The One Who Left and Returned

“Gabriel took his seat boldly at the head of the table and, having looked to the edge of the carver, plunged his fork firmly into the goose. He felt quite at ease now for he was an expert carver and liked nothing better than to find himself at the head of a well-laden table”

“Dubliners.” The Project Gutenberg EBook of Dubliners, by James Joyce, www.gutenberg.org/files/2814/2814-h/2814-h.htm#chap15.

This interaction is significant in that it’s the first time we see Gabriel appear self-assured in this short story. Without being told explicitly, it appears Gabriel moved away from Ireland, and has assimilated more or less to an English lifestyle. He’s well aware of how different he is from his ‘home,’ and consistently struggles to find his footing in interacting with the partygoers. This moment of carving the goose appears to be one aspect of his upbringing that he has been able to retain, it’s a skill that allows Gabriel to touch base with his culture, and in this moment, he isn’t a fish out of water. In a social sense, culture is what brings together and alienates these individuals, and it is most apparent with Gabriel’s experience as the one who left and has returned.

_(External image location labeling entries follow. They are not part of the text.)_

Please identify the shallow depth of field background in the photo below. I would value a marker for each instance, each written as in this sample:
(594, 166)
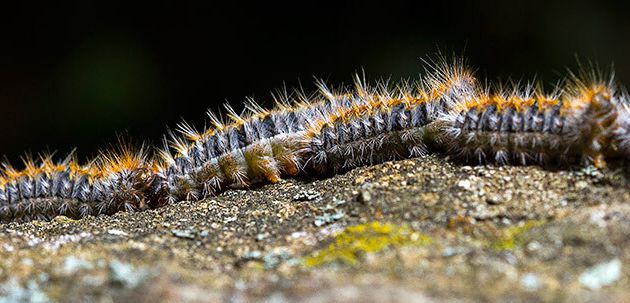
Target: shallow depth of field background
(79, 74)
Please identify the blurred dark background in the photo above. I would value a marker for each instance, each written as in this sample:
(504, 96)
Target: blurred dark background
(79, 74)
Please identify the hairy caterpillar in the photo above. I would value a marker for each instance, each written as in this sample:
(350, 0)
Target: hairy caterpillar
(263, 146)
(115, 181)
(386, 124)
(587, 119)
(529, 126)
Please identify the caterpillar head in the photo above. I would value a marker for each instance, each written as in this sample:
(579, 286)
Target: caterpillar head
(126, 179)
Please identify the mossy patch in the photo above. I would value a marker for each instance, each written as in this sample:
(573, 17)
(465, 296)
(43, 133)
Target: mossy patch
(354, 242)
(512, 236)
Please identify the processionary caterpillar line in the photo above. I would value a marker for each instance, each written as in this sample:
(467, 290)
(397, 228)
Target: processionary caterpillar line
(586, 120)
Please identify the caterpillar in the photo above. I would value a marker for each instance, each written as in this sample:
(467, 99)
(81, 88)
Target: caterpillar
(586, 119)
(117, 180)
(387, 124)
(526, 126)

Funcion of writing as an art


Toward the end of the story, Gabriel, having heard of what his wife told him about the death of a dear friend when she was young, felt silent. He became solemn and turned his thought to the foreseeable death of Aunt Julia.

” … Better pass boldly into that other world, in the full glory of some passion, than fade and wither dismally with age. He thought of how she who lay beside him had locked in her heart for so many years that image of her lover’s eyes when he had told her that he did not wish to live.
Generous tears filled Gabriel’s eyes. He had never felt like that himself towards any woman, but he knew that such a feeling must be love. The tears gathered more thickly in his eyes and in the partial darkness he imagined he saw the form of a young man standing under a dripping tree.” (p. 268)

From the climax of joy and the lust toward his wife, to the understanding of his wife’s feelings after her hearing a song that reminded her of her previous lover’s death, Joyce described the change of Gabriel’s inner thought superbly. The description adds much depth to the story and shows the supreme skill in his writing as an art.

 Joyce, James. Dubliners, 1991 by Dover Publications, Inc.